Sunday, November 4, 2012

still-sound 121. Foreign junk food



Whenever I am in a foreign place I feel compelled to eat the local junk food.  When Rob and I were in France last spring we stopped into Carrefours Supermarché on the way to the house in Languedoc to stock up on wine, crisps and chocolate.  I hardly ever buy crisps in Los Angeles but oddly I can't seem to have enough of them in France.  It's become an equation.  France = Crisps.  Je préfère le saveur barbeque.

And Speculoos cookies.  They're Belgian delights, but again I associate the endless packets of slightly spiced cookies with France.




When Rob visited Munich in June, he brought back tinned fish.  The Germans appreciate a good tinned fish and have invented interesting flavors.  Like light mustard sauce with diced carrot.

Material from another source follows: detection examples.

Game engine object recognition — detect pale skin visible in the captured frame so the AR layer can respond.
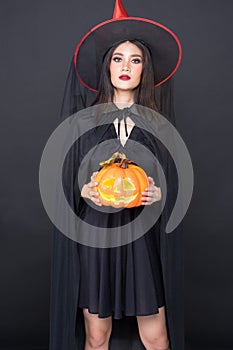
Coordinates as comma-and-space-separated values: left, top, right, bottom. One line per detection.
81, 41, 170, 350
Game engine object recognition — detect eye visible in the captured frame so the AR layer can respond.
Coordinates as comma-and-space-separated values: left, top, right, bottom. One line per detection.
112, 56, 122, 62
132, 58, 142, 64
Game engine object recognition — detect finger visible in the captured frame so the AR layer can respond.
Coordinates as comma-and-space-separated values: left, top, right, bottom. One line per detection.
91, 171, 98, 181
88, 181, 98, 188
89, 191, 99, 197
148, 176, 155, 185
92, 198, 102, 207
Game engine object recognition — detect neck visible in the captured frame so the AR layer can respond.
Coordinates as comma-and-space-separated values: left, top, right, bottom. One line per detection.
113, 90, 134, 108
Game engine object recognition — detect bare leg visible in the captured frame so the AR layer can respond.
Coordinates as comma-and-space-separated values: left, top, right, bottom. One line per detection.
83, 309, 112, 350
137, 306, 169, 350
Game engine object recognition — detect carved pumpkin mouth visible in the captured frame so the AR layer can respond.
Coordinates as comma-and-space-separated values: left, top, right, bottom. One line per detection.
99, 177, 138, 206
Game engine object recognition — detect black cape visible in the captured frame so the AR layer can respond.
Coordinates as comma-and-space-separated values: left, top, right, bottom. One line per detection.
50, 60, 184, 350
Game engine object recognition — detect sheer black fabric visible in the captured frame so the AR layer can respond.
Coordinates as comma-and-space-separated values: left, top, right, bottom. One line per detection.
50, 58, 184, 350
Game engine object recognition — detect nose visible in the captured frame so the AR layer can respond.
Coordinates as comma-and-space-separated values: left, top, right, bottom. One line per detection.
121, 61, 130, 72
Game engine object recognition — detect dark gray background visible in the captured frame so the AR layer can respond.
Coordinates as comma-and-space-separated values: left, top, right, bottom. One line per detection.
0, 0, 233, 350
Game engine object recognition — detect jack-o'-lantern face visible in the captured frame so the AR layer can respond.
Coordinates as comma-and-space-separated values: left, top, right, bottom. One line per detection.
99, 177, 139, 207
95, 153, 149, 208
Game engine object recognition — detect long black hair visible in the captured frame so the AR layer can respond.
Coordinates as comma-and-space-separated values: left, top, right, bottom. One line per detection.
93, 39, 158, 111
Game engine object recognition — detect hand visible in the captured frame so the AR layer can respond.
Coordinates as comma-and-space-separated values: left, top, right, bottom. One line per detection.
81, 171, 102, 206
142, 176, 162, 205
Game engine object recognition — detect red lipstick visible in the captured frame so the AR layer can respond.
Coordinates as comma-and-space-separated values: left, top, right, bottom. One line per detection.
119, 74, 131, 80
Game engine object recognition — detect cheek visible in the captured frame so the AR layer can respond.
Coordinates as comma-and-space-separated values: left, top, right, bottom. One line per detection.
134, 66, 142, 80
109, 63, 117, 79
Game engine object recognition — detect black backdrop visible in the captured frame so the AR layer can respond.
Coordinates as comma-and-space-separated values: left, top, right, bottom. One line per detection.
0, 0, 233, 350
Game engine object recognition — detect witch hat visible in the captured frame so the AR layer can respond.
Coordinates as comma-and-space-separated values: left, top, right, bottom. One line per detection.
74, 0, 182, 92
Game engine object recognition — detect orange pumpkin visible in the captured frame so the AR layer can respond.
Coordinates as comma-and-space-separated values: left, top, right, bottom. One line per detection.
95, 153, 149, 208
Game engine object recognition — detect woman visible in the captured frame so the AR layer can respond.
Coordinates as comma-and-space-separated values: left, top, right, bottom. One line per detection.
81, 41, 169, 350
50, 1, 183, 350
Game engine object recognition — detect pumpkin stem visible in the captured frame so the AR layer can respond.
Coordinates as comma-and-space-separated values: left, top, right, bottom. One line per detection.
99, 152, 126, 168
120, 158, 130, 169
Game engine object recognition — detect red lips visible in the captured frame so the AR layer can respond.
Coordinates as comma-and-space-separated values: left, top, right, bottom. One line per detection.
119, 74, 131, 80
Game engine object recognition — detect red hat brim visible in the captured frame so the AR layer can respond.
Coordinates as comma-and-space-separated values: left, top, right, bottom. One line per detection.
74, 17, 182, 92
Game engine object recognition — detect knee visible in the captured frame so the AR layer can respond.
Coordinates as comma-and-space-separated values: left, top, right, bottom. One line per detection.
86, 330, 111, 349
141, 335, 169, 350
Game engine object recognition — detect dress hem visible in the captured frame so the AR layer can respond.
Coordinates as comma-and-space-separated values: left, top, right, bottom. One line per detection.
78, 305, 165, 320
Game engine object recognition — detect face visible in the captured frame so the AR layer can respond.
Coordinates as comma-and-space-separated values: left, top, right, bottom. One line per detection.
110, 41, 143, 91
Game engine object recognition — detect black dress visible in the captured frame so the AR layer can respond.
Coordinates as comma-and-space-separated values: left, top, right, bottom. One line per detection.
50, 106, 184, 350
77, 124, 164, 319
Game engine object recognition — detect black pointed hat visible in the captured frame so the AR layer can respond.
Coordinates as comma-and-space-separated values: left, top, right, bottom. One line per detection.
74, 0, 182, 91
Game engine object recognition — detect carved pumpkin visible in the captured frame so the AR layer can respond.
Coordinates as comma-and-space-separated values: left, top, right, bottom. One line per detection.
95, 153, 149, 208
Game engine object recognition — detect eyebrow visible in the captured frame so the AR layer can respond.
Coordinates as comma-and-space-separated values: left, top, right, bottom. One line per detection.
113, 52, 142, 58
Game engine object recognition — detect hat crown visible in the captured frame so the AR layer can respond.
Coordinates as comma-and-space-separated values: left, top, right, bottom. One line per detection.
112, 0, 129, 19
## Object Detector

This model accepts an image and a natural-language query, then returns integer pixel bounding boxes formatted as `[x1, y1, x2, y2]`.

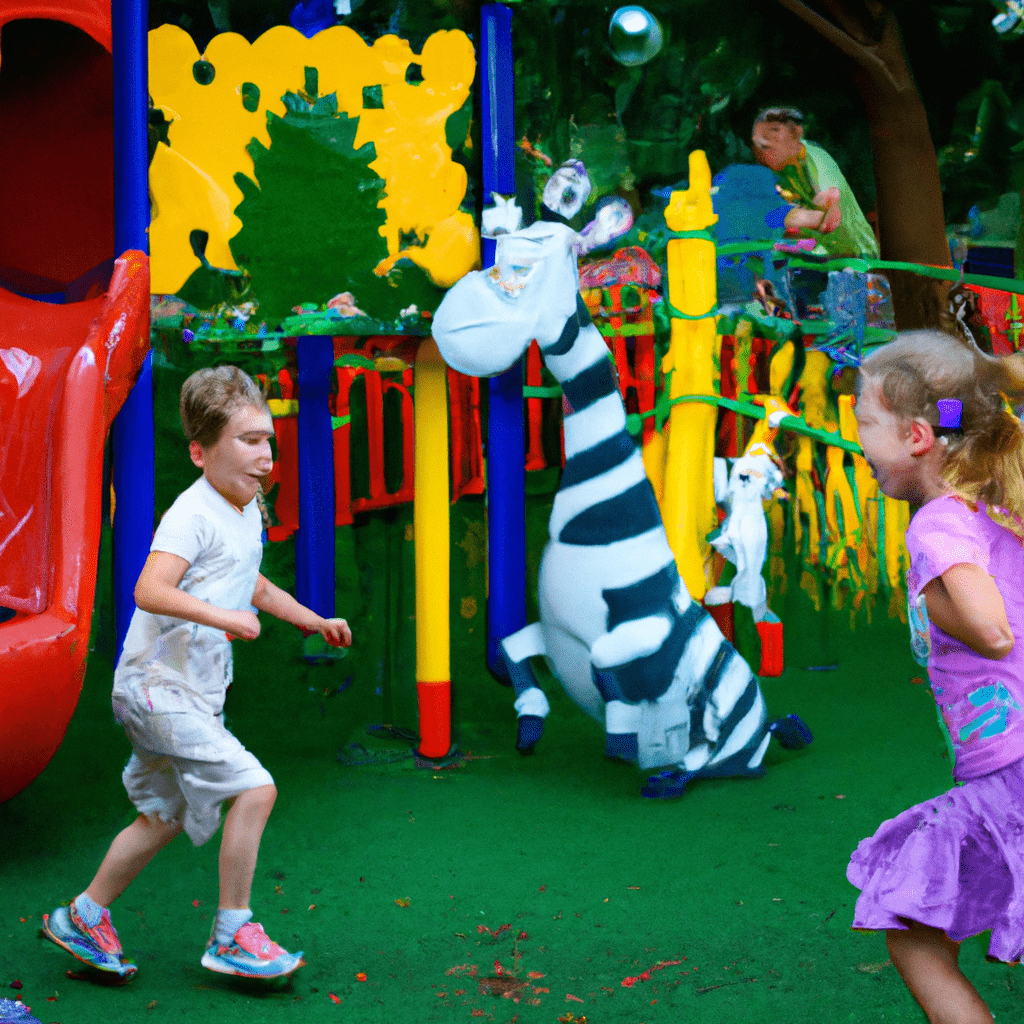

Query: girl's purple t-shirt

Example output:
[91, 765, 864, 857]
[906, 496, 1024, 780]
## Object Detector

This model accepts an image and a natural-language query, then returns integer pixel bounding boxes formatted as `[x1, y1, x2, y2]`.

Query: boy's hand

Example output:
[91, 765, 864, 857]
[224, 611, 260, 640]
[299, 618, 352, 647]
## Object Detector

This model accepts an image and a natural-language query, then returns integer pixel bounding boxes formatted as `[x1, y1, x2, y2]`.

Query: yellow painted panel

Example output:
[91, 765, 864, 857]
[150, 25, 479, 292]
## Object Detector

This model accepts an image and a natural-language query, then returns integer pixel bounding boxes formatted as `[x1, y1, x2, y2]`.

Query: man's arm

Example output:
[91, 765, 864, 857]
[135, 551, 259, 640]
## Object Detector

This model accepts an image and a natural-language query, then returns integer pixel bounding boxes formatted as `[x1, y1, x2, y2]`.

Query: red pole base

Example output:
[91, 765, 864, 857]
[705, 601, 736, 645]
[416, 680, 452, 758]
[757, 623, 784, 676]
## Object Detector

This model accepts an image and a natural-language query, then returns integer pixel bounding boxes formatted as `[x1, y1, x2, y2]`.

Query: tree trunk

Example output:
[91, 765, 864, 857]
[778, 0, 952, 330]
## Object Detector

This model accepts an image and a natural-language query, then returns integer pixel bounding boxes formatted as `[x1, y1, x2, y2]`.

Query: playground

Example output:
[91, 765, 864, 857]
[0, 0, 1024, 1024]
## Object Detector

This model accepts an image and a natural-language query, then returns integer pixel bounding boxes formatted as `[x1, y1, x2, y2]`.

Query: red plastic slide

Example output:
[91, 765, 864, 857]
[0, 252, 150, 802]
[0, 0, 150, 802]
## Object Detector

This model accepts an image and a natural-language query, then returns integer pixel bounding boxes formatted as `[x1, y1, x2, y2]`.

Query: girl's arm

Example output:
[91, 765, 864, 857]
[253, 574, 352, 647]
[135, 551, 259, 640]
[923, 562, 1014, 662]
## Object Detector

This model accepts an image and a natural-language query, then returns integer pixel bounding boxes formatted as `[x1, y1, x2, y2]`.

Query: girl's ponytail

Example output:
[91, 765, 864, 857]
[861, 331, 1024, 541]
[943, 352, 1024, 541]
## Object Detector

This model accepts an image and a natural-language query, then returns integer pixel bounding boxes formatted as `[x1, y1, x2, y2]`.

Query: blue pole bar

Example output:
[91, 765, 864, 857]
[480, 3, 526, 682]
[111, 0, 156, 657]
[295, 337, 335, 618]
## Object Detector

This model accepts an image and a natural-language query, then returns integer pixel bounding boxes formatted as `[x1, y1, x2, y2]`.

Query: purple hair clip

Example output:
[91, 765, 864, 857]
[935, 398, 964, 430]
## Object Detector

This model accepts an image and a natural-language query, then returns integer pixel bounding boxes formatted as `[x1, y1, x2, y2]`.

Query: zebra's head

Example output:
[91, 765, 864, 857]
[433, 221, 580, 377]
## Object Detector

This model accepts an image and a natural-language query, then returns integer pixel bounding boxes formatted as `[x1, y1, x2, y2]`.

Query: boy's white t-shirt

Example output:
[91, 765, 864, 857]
[114, 476, 263, 714]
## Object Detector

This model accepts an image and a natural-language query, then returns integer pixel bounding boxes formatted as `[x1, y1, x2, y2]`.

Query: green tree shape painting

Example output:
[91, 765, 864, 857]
[230, 68, 443, 333]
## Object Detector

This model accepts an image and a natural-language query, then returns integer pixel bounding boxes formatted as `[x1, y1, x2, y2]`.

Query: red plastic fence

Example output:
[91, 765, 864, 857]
[267, 323, 654, 541]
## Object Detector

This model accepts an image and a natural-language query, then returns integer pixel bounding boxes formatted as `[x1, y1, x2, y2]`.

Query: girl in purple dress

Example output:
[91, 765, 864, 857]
[847, 331, 1024, 1024]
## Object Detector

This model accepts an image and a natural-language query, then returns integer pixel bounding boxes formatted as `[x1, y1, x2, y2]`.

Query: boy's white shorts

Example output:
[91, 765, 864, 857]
[114, 687, 273, 846]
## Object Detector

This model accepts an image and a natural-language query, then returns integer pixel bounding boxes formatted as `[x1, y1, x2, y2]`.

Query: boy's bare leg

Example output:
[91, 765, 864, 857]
[85, 814, 181, 906]
[886, 918, 992, 1024]
[218, 785, 278, 910]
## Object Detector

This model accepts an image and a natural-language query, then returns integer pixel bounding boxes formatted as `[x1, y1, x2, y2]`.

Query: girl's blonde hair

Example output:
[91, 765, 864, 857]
[858, 331, 1024, 540]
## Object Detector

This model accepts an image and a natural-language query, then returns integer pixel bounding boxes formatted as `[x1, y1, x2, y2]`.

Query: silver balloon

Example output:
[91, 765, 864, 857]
[608, 6, 665, 68]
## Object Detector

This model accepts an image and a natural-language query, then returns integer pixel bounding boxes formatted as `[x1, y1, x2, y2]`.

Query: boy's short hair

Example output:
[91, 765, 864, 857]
[178, 367, 269, 447]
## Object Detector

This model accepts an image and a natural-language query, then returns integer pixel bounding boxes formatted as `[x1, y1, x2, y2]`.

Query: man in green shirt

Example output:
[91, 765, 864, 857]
[751, 106, 879, 258]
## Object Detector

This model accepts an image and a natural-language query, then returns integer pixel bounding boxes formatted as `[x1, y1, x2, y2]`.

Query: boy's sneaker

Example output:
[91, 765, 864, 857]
[40, 903, 138, 980]
[202, 921, 305, 978]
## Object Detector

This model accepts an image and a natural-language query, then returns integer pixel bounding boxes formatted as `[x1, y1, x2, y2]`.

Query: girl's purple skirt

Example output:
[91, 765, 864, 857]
[846, 760, 1024, 964]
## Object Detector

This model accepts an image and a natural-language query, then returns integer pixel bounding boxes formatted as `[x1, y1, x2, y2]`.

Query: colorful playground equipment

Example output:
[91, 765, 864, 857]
[8, 0, 1020, 797]
[434, 209, 811, 797]
[0, 0, 153, 801]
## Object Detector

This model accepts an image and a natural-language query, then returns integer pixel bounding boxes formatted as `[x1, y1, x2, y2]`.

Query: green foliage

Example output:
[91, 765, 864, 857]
[230, 69, 441, 327]
[939, 80, 1024, 221]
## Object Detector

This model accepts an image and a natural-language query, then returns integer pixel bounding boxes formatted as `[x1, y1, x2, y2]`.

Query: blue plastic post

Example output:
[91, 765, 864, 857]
[111, 0, 156, 657]
[295, 337, 335, 618]
[480, 3, 526, 682]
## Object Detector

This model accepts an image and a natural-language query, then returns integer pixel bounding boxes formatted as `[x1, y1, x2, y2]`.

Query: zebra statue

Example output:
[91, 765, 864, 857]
[433, 216, 811, 797]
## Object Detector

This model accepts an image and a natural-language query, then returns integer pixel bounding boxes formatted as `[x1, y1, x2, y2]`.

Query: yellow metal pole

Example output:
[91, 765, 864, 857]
[413, 338, 452, 758]
[662, 150, 718, 601]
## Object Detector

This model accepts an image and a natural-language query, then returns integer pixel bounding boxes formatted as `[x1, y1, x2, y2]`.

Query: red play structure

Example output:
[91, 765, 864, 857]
[0, 0, 150, 802]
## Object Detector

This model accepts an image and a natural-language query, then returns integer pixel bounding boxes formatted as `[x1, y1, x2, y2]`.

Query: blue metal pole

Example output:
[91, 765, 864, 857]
[295, 337, 335, 618]
[480, 3, 526, 682]
[111, 0, 156, 657]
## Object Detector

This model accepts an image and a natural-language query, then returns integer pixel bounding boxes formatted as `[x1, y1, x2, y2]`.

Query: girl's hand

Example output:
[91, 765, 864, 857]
[319, 618, 352, 647]
[224, 611, 260, 640]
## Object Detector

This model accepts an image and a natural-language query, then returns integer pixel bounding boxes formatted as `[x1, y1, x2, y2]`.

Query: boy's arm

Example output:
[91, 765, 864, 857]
[253, 573, 352, 647]
[135, 551, 259, 640]
[923, 562, 1014, 662]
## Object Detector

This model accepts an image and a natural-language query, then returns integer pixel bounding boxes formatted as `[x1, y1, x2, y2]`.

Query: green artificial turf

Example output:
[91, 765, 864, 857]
[6, 502, 1024, 1024]
[6, 364, 1024, 1024]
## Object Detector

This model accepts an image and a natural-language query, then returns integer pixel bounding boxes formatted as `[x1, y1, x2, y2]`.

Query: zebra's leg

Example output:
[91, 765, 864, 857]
[590, 665, 640, 763]
[502, 623, 551, 754]
[768, 715, 814, 751]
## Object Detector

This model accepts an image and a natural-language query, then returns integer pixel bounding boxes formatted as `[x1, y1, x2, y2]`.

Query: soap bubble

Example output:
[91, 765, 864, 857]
[608, 6, 665, 68]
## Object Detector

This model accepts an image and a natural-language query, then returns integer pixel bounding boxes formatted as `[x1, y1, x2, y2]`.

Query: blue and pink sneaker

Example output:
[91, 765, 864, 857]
[201, 921, 305, 978]
[40, 903, 138, 981]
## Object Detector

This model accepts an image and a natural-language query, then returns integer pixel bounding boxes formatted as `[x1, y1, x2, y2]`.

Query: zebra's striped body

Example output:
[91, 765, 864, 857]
[433, 223, 806, 792]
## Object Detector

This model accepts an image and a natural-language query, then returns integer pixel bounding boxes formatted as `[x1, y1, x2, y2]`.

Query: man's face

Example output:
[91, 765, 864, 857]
[751, 121, 804, 172]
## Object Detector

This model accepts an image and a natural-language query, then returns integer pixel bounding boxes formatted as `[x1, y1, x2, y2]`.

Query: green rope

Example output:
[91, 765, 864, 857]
[639, 394, 863, 455]
[662, 296, 718, 319]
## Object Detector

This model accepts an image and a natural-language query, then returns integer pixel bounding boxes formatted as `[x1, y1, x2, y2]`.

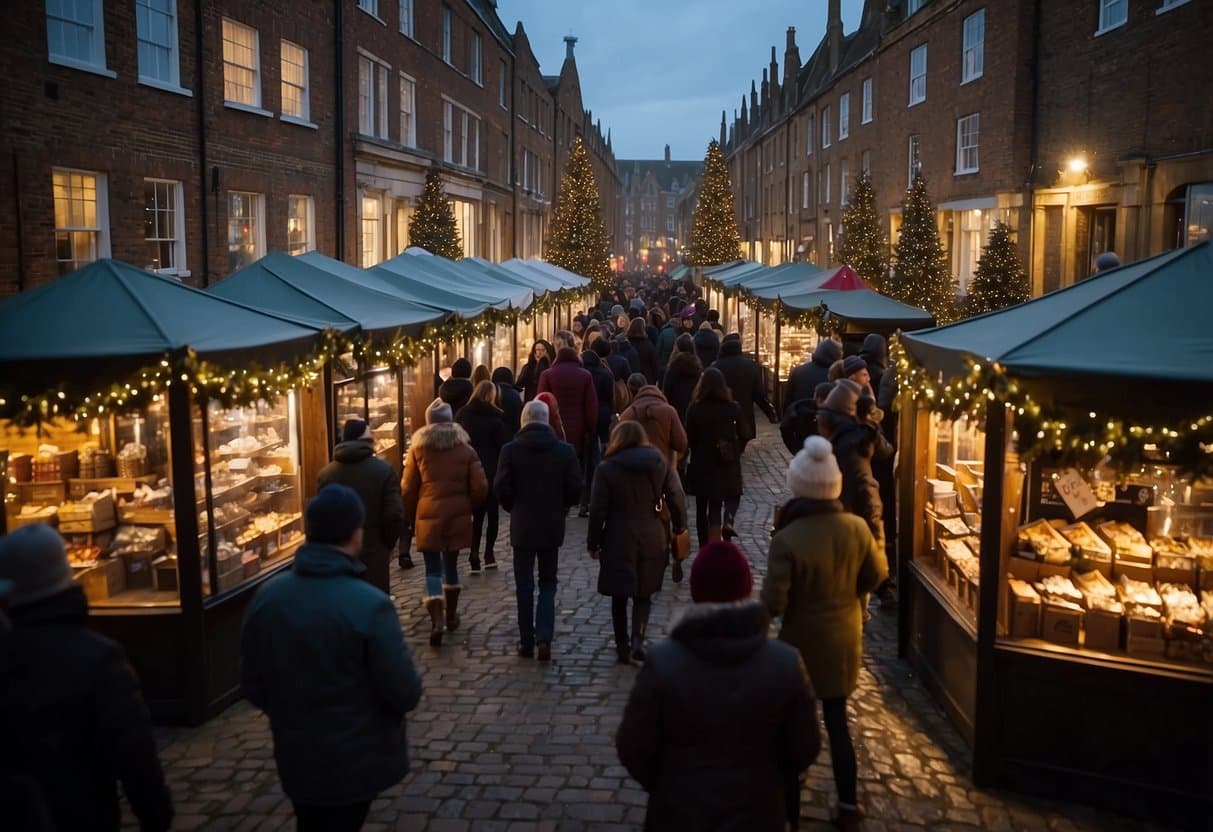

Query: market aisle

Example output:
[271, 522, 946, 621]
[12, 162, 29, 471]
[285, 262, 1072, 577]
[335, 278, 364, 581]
[141, 424, 1174, 832]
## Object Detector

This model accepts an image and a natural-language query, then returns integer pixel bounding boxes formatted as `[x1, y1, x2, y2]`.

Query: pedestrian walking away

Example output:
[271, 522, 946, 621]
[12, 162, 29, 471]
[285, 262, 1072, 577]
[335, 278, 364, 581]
[762, 437, 889, 832]
[586, 422, 687, 663]
[317, 418, 412, 594]
[492, 401, 582, 661]
[240, 484, 421, 832]
[400, 399, 489, 648]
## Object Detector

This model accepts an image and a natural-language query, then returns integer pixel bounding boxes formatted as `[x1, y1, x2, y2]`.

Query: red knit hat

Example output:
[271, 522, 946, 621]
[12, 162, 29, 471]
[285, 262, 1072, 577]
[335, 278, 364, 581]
[690, 540, 754, 604]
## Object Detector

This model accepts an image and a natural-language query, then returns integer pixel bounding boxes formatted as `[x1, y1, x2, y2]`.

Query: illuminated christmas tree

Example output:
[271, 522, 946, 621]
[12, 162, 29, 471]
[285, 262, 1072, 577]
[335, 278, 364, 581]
[884, 173, 957, 324]
[545, 136, 611, 287]
[964, 220, 1032, 315]
[409, 167, 463, 260]
[687, 141, 741, 266]
[838, 173, 889, 291]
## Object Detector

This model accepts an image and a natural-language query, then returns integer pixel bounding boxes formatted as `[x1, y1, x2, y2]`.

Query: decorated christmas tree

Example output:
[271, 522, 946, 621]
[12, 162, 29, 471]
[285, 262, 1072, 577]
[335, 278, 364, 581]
[545, 136, 611, 287]
[964, 220, 1032, 315]
[409, 167, 463, 260]
[884, 173, 957, 324]
[838, 173, 889, 291]
[688, 142, 741, 266]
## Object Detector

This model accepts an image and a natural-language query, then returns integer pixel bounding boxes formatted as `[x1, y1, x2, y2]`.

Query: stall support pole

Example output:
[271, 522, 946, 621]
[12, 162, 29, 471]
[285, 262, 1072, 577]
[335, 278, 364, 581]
[973, 400, 1009, 786]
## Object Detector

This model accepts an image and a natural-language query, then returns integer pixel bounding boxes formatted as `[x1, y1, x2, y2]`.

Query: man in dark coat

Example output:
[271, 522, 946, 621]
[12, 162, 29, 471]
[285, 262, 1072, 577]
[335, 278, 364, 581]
[492, 401, 583, 661]
[240, 485, 421, 830]
[0, 524, 172, 832]
[615, 542, 821, 832]
[317, 418, 411, 594]
[712, 332, 779, 454]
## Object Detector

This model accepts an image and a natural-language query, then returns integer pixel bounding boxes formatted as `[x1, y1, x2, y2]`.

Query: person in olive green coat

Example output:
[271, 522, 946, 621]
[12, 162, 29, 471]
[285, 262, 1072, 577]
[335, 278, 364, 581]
[762, 437, 889, 830]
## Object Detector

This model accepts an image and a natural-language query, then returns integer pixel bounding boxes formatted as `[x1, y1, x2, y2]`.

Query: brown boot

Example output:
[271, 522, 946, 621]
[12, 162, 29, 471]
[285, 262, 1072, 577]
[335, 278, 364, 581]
[443, 586, 460, 629]
[426, 598, 446, 648]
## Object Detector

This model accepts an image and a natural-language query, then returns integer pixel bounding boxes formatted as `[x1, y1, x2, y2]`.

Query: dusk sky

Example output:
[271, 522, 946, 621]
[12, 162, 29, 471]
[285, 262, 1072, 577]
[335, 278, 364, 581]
[497, 0, 864, 160]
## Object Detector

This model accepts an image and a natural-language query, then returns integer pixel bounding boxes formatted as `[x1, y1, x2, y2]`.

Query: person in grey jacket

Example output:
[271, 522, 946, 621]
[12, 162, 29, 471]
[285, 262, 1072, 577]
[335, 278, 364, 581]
[240, 485, 421, 832]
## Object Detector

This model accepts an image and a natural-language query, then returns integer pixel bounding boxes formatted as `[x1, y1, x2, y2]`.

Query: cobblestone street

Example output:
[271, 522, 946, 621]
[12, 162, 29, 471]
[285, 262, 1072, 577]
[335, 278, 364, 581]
[144, 426, 1174, 832]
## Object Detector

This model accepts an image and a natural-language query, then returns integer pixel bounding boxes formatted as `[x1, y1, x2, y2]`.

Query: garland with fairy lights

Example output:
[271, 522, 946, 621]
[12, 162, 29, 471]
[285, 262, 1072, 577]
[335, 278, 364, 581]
[889, 336, 1213, 481]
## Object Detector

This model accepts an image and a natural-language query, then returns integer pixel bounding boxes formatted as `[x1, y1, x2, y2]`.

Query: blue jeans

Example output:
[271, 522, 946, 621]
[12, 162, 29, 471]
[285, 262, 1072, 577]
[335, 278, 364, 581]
[514, 548, 560, 646]
[421, 551, 459, 598]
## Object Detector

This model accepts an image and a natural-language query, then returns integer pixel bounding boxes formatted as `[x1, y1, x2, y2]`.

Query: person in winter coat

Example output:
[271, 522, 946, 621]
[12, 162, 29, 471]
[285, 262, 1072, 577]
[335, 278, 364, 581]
[317, 418, 411, 594]
[438, 358, 474, 414]
[517, 338, 556, 403]
[762, 437, 889, 831]
[627, 318, 657, 384]
[0, 523, 175, 832]
[687, 367, 741, 546]
[240, 484, 421, 830]
[784, 338, 842, 414]
[492, 401, 582, 661]
[615, 542, 821, 832]
[455, 381, 509, 575]
[400, 399, 489, 648]
[586, 422, 687, 663]
[712, 334, 779, 454]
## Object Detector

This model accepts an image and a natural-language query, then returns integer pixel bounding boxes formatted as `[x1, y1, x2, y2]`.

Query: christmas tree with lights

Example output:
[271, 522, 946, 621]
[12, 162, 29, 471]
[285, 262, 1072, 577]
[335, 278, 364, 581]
[545, 136, 611, 287]
[884, 173, 957, 324]
[838, 173, 889, 291]
[409, 167, 463, 260]
[688, 141, 741, 266]
[964, 220, 1032, 315]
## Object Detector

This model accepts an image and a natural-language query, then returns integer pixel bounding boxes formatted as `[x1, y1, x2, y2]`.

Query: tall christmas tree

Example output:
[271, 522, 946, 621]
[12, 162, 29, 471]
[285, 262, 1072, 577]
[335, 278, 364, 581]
[884, 173, 956, 324]
[838, 173, 889, 291]
[688, 141, 741, 266]
[546, 136, 611, 287]
[964, 220, 1032, 315]
[409, 167, 463, 260]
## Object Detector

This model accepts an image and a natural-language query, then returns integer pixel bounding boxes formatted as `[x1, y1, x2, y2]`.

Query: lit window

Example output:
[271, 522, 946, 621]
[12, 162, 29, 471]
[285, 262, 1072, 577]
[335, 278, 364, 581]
[223, 17, 261, 107]
[910, 44, 927, 107]
[46, 0, 106, 70]
[956, 113, 981, 173]
[51, 169, 109, 274]
[143, 179, 186, 274]
[135, 0, 181, 86]
[283, 40, 309, 121]
[961, 8, 985, 84]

Rob's friend Ryota is from Japan and cooks brilliantly.  The first time I met Ryota he whipped up Okonomiyaki, the delicious pancake stuffed with vegetables and seafood. Traditionally you squeeze strings of mayonnaise across the top and sprinkle flakes of smoked fish until they shimmer on the surface like iridescent scales.  Japanese comfort food.  I ate quickly and greedily, punctuating my pancake with gulps of Asahi stout beer.  At the end of the night I was offered a green-tea Kit Kat.